Chrome Moly or Stainless Steel

First, let’s have a discussion about the chemical elements of each material and how their properties effect barrel life, accuracy and cost.

4150 Chrome Moly:

Steel is alloyed with other metals like Nickel and Chrome as well as other non-metals such as Carbon, Sulfur and Silicon. Each element changes the properties of the mix in order to gain desired characteristic like machinability, corrosion resistance or strength.

A major factor in metal hardness is its percentage by weight of Carbon. Metal has a crystalline structure and the small Carbon atoms find their way in-between the iron atoms when alloys are heated, strengthening the crystalline structure. By quickly cooling the heated metal the Carbon atoms are frozen in place resulting in a much stronger and harder metal.

As the name implies Chrome Moly steel has chrome as part of its alloy; about 1%. This is not enough to inhibit rust but it does increase the tensile strength combined with Carbon to around 100,000 psi and increases the yield strength in the range of 75,000 psi after proper heat treating.

416R Stainless Steel:

Stainless Steel is designed for corrosion resistance. With a much higher content of Chrome than regular steels. This Chromium forms a passive film of Chromium Oxide about the outer surface which prevents corrosion by blocking oxygen diffusion at the surface and preventing its spread into the internal structure of the metal.

416 Stainless also has the ability to be heat treated due to its 1.5% by weight composition of Carbon, even more than Chrome Moly steel but its 13% Chrome composition is plenty high enough to deter any type of corrosion.

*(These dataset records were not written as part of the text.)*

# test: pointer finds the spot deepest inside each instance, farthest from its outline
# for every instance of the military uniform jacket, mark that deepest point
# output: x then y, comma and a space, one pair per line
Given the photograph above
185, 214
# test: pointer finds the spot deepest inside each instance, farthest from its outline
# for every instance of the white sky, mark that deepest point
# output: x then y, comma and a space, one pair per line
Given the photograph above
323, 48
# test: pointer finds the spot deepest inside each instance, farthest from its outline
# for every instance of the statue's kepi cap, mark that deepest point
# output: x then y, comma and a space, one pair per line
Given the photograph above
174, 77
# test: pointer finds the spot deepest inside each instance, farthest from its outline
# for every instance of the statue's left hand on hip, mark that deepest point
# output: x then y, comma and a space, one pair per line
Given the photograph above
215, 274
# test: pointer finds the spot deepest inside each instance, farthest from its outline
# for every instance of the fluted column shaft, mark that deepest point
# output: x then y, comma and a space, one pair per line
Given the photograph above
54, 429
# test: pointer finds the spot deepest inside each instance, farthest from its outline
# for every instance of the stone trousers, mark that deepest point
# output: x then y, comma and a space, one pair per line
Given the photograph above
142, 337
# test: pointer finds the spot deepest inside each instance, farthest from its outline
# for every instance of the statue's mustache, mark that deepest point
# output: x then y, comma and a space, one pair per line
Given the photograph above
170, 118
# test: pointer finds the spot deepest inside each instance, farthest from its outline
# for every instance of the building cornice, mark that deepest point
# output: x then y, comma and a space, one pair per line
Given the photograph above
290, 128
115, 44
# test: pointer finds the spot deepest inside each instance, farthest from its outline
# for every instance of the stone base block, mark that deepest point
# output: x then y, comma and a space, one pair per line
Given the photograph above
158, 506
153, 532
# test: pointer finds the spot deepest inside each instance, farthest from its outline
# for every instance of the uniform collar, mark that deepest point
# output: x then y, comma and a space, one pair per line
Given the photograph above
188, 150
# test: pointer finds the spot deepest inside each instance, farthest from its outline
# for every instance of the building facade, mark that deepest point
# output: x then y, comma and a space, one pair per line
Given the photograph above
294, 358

So, let’s now look at its strengths. Tensile strength of 416 Stainless falls into the 75,000 psi range and its yield a low 40,000 psi.

Stainless Steel with its additives gains a characteristic machinability factor that greatly improves surface finish. This will be the foundation of your barrel decision after reading this entire article.

So, how do I choose?

When deciding on a Ballistic Advantage barrel corrosion should not be a factor, even if you live in a humid or salty environment due to the fact that all of our Chrome Moly Steel rifle barrels are coated with high quality QPQ Melonite.

Many tests have been conducted about the longevity of Alloy steel barrels verses Stainless Steel rifle barrels. Chrome Moly barrels always outlast Stainless Steel barrels but only by a narrow margin.

Why in the world would I choose an expensive Stainless Steel barrel over a Steel barrel after learning all this information about these two steels? It all depends on what type of shooting you are doing.

The machinability of Stainless Steel is much greater than that of Chrome Moly Steel and due to this fact the surface finishes will be much smoother and this is most important in the throat of the bore due to the fact that this is where fouling begins and the spread of impurities throughout the barrel. So, Stainless Steel fouls less and is easier to clean. This is why I should spend the extra money?

No, due to less fouling and better finishes the Stainless barrel is up to 30% more accurate than its Chrome Moly counterpart as long as you are not continually firing the firearm and heating up the barrel. Due to the low yield strength as stated above Stainless Steel has a much smaller effective temperature range of use. Whether it be extreme cold or high heat.

Well, guess where that leaves us. A few accurate shots very precisely placed at a reasonably controlled temperature? Competitive shooting. Stainless Steel is the hands down winner for accuracy and repeatability at a competitive shoot.

Meanwhile back at Ballistic Advantage we have increased the accuracy of Chrome Moly barrels by leaps and bounds through the latest manufacturing techniques and optimum process control. A Chrome Moly barrel with an effective corrosion resistant coating is your best choice barrel unless you are a competitive shooter.